Tombak kayu panjang sekitar dua meter tujuh puluh, setelah bayangan biru menghindar, sulit mendekat, hanya bisa bertahan sia-sia.
Awan ungu tidak berani lengah, bahkan saat unggul ia tidak berani mundur untuk melancarkan teknik elemen.
Ia benar-benar terkejut dengan serangan bayangan biru, belum menemukan solusi yang sempurna.
Sebelum itu, ia selalu mempertimbangkan kemungkinan bayangan biru mendekat sebelum menyerang.
Setiap kali, ia memilih kemungkinan kurang dari dua puluh persen untuk mendekat, tiga puluh persen pun ia tidak berani.
Seiring waktu, bayangan biru mulai merasa lelah, efek samping dari penggunaan kesadaran semu yang berlebihan dan tenaga hampir habis. Ia menduga kesadaran semunya sudah hampir tak terkendali.
Dengan satu pikiran, perasaan kuat itu perlahan menghilang, bayangan biru mundur beberapa langkah, langkahnya goyah.
Awan ungu melihat napas bayangan biru tidak seperti pura-pura, tidak melanjutkan serangan, malah mendekat dan bertanya dengan perhatian, “Kau tidak apa-apa?”
Bayangan biru melambaikan tangan, “Masih bisa. Kau memang hebat, jangan sampai kalah dari orang lain.”
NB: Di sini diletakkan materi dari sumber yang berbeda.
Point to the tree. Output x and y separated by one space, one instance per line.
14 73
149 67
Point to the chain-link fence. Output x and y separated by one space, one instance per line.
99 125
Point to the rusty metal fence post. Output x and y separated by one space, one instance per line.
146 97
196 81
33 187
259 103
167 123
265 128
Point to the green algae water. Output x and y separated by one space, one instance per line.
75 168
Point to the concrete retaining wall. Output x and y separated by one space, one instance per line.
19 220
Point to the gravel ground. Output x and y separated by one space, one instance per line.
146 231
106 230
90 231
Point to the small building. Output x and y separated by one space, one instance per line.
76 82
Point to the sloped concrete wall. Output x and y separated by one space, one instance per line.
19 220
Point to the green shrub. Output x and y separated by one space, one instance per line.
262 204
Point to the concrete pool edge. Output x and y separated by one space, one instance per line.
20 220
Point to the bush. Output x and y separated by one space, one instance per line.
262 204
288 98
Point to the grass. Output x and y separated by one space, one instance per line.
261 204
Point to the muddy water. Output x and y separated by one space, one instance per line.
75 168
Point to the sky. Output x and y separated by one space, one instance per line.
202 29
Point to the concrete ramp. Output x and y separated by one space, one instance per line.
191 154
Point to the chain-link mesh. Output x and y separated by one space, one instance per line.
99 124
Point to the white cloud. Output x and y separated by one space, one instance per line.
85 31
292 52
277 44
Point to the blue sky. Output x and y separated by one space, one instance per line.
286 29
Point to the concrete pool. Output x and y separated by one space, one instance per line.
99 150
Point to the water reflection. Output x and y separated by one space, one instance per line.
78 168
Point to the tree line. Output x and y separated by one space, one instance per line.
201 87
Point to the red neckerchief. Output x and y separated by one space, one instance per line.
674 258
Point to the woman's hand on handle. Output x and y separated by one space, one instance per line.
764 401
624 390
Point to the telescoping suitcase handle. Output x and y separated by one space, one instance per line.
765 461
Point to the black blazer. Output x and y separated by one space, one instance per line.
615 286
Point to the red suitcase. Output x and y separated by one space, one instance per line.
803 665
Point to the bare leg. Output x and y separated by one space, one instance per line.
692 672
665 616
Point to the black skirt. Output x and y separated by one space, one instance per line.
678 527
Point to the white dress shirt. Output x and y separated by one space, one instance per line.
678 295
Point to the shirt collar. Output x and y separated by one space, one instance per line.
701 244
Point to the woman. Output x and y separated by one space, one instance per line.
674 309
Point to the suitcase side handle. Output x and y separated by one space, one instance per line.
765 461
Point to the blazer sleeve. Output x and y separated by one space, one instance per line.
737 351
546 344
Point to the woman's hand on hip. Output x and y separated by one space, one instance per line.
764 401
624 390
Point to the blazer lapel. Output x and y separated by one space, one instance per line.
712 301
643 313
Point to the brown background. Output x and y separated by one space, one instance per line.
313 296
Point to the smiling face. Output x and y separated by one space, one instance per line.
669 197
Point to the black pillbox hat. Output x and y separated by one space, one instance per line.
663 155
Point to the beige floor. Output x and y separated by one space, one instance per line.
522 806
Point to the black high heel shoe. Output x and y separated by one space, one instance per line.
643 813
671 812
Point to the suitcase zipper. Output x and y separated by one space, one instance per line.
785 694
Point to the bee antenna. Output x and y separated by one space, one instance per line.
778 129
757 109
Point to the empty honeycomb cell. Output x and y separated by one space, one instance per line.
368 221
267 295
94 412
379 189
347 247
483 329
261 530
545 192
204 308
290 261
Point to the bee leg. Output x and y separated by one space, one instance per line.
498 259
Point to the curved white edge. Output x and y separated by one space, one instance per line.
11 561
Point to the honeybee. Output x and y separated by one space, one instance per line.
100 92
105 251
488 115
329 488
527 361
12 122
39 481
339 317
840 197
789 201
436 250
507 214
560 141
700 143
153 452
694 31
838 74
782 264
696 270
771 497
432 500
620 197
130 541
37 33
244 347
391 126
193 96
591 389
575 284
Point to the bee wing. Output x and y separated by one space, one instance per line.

Awan ungu hendak merendah mendengar kalimat pertama, tapi setelah mendengar kata-kata selanjutnya, matanya berkilat dingin, membalas dengan bangga, “Tentu saja, kita akan bersama meraih kelayakan, semua musuh akan hancur di depan kita.”
“Bagus!”
Bayangan biru mengulurkan tangan kanan yang masih bisa digerakkan, menepuk keras tangan awan ungu.
Latihan selesai, bayangan biru butuh istirahat.
Untuk ujian kali ini, bayangan biru merasa puas. Kekuatan tidak terlalu terbuka, awan ungu hanya tahu bahwa ia bisa mendadak memperkuat diri, selebihnya tidak tahu apa-apa.
Ia juga mendapat gambaran tentang durasi sepuluh persen tubuh naga, setidaknya lain kali bisa mengatur waktu dengan tepat tanpa ketahuan.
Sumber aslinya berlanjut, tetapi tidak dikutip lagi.